By Ben Olson
Reader Staff
Every year, as the clock strikes midnight on New Year’s Eve, a familiar song is often heard crooned by half-drunk party goers as they ring in the coming year. But how did “Auld Lang Syne” earn its place as the official song most of us sing after the champagne pops and the ball drops? It can elicit tears from many, and most probably don’t know most of the words, but this nostalgic song has been firmly cemented with New Year’s traditions for several centuries.
The song is credited to Scottish poet Robert Burns, who is most known for his poem “Comin’ Thru the Rye.” Despite Burns’ association with it, “Auld Lang Syne” actually originated as a ballad by James Watson well before his time. Watson’s original first verse and chorus in 1711 read:
Should Old Acquaintance be forgot
and never thought upon;
The flames of Love extinguished,
and fully past and gone:
Is thy sweet Heart now grown so cold,
that loving Breast of thine;
That thou canst never once reflect
On old long syne.
(Chorus:)
On old long syne my Jo,
On old long syne,
That thou canst never once reflect,
On old long syne.
When Burns sent a copy of his poem to the Scots Musical Museum in 1788, he noted that he had “collected” some of the lyrics, rather than composing the poem from scratch.
In 1793, Burns sent the song to James Johnson, who was assembling a book of old Scottish folk songs.
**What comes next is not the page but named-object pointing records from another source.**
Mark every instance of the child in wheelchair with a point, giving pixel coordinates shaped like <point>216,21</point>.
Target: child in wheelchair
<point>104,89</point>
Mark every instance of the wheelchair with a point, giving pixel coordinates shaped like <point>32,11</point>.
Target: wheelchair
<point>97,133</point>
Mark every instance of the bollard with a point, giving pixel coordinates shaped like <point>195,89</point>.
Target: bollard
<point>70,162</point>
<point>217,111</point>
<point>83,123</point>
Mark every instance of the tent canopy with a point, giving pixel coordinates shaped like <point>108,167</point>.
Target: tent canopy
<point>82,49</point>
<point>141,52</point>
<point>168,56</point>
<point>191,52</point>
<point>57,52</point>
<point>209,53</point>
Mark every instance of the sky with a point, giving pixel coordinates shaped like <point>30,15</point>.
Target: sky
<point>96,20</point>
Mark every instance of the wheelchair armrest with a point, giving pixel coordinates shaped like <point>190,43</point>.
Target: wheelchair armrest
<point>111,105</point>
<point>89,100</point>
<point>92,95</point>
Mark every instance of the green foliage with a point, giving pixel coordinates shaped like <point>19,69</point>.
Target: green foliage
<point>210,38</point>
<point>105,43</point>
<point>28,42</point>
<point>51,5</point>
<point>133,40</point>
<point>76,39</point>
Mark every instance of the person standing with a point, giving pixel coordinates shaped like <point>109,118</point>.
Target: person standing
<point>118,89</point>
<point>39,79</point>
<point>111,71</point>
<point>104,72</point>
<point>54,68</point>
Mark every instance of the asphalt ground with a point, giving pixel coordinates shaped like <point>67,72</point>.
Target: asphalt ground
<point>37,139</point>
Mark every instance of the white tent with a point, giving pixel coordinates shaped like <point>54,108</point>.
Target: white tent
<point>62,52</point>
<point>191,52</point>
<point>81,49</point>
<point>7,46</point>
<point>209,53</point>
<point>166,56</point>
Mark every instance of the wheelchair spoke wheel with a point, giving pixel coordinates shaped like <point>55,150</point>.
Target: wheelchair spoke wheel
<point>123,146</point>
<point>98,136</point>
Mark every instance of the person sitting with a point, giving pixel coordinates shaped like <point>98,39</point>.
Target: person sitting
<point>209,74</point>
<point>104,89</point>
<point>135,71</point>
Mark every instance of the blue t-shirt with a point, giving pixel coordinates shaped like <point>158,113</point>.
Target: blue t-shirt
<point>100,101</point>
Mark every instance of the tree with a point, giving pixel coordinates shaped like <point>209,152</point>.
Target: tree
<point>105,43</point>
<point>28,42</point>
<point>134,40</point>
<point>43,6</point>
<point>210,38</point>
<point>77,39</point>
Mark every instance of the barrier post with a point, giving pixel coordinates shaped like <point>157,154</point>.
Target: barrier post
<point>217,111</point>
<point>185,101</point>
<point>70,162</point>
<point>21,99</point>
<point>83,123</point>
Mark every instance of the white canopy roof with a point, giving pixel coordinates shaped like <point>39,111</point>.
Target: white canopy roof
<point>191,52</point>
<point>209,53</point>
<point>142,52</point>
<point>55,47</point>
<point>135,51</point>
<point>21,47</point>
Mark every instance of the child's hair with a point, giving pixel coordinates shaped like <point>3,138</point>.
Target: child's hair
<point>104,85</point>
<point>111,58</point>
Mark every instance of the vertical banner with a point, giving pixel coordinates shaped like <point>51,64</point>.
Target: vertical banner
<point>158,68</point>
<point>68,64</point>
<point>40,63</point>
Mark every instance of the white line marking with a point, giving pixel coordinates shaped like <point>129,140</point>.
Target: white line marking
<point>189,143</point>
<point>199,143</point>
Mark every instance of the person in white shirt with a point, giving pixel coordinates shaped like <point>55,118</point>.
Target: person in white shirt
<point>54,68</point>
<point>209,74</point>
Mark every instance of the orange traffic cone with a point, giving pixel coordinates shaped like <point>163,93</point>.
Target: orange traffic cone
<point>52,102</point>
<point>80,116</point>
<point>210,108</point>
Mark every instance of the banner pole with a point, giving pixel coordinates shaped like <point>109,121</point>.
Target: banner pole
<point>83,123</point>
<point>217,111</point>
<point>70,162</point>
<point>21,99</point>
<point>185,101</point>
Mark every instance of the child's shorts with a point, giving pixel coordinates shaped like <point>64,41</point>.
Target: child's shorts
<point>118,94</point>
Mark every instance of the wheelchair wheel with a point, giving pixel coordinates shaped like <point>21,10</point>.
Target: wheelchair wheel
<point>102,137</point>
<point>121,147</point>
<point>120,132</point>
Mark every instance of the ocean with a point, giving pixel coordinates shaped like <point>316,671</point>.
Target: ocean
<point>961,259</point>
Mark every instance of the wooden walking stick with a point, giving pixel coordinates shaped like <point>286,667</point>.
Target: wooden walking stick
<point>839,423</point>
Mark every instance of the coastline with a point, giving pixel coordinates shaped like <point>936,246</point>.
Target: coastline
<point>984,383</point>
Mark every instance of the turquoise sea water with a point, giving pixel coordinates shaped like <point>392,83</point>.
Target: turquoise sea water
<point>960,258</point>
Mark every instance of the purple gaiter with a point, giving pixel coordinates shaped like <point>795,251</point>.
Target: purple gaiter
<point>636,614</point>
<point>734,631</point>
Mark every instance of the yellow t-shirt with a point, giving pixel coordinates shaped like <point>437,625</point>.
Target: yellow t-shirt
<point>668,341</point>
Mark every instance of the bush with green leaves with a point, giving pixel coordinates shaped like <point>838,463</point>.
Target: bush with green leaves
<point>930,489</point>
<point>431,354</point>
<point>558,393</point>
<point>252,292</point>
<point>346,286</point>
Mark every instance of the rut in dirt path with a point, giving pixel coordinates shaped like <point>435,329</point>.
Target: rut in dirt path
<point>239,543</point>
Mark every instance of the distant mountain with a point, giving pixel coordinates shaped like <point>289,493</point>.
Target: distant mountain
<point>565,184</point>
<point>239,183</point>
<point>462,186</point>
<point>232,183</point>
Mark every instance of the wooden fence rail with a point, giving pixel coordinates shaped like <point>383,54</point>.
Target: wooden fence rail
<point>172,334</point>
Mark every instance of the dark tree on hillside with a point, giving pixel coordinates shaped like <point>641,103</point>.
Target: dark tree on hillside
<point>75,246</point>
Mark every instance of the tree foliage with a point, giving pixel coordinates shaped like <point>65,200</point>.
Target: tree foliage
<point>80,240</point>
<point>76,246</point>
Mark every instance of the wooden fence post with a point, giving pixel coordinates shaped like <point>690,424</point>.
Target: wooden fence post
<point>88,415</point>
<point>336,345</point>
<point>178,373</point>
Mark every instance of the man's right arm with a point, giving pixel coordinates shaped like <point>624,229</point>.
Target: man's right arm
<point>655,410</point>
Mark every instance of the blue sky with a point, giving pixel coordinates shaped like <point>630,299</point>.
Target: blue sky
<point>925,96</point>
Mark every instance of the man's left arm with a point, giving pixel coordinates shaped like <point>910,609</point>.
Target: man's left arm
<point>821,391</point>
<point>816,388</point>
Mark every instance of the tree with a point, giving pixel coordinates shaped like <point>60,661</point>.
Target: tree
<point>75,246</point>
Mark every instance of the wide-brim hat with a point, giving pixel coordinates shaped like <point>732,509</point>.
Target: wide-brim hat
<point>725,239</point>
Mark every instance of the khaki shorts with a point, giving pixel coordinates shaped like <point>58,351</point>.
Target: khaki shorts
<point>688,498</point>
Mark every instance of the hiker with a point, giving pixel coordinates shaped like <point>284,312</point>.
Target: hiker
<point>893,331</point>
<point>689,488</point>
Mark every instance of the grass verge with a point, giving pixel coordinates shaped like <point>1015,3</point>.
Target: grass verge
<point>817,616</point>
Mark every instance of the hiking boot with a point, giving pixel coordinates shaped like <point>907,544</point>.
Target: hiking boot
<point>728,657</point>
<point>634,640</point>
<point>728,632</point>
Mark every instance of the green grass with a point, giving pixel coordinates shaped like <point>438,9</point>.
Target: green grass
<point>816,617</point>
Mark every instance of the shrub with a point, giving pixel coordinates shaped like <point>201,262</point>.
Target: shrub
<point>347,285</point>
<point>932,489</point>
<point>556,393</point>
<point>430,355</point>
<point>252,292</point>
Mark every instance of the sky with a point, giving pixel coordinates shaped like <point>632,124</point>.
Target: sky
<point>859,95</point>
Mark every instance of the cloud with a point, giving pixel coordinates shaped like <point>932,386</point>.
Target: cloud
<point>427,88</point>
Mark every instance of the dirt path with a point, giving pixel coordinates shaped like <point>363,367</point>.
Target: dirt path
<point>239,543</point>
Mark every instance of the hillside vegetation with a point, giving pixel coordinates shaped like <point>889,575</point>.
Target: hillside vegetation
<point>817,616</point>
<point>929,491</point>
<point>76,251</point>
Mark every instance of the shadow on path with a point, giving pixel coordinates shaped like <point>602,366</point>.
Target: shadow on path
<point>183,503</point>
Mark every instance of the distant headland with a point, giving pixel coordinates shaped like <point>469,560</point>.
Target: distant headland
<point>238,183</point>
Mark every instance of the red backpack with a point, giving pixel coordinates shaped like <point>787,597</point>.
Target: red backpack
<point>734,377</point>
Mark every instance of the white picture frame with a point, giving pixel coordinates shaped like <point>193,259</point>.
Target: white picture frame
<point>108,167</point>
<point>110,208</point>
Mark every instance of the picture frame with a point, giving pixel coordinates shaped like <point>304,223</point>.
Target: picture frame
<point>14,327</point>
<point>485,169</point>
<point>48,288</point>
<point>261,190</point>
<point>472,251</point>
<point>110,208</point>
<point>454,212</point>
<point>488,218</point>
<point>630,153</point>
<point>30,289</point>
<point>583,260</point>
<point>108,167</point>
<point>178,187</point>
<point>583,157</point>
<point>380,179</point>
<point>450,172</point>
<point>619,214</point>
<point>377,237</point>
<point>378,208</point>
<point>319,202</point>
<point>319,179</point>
He wrote to Johnson, “The following song, an old song, of the olden times, and which has never been in print, nor even in manuscript until I took it down from an old man.”
By the time the book was published in 1796, Burns was dead and would never know his words would eventually become the song most sung to usher in the new year.
The translation of “Auld Lang Syne” is also a bit ambiguous, with some claiming the words mean, “times gone by,” “old time’s sake,” “long long ago” or “once upon a time.” The most commonly accepted translation is “for old time’s sake,” which is close enough, since the word-for-word translation is “old long since.”
The tune we sing today is different than the original, which one can listen to in 2008’s Sex and the City movie, of all places. The version we sing today was used at the suggestion of music producer George Thompson, who thought the original song was “mediocre,” so he printed “Auld Lang Syne” with music to a traditional Scottish melody.
Why has “Auld Lang Syne” become so entrenched with New Year’s Eve? The best guess is that in 1929, when bandleader Guy Lombardo played the song as transitional music while performing at New York City’s Roosevelt Hotel during a New Year’s Eve broadcast just after midnight, it was heard over radios and televisions, inadvertently spawning a global tradition.
Today, “Auld Lang Syne” is sung after the ball drops on New Year’s Eve, but it’s also played at funerals, celebrations and, in Japan, as a warning that closing time approaches.
This year, as you raise a glass to your friends and loved ones on New Year’s Eve, take heart knowing that the words you mumble and struggle through are likely sung by hundreds of millions of others, all in dedication of the times gone by.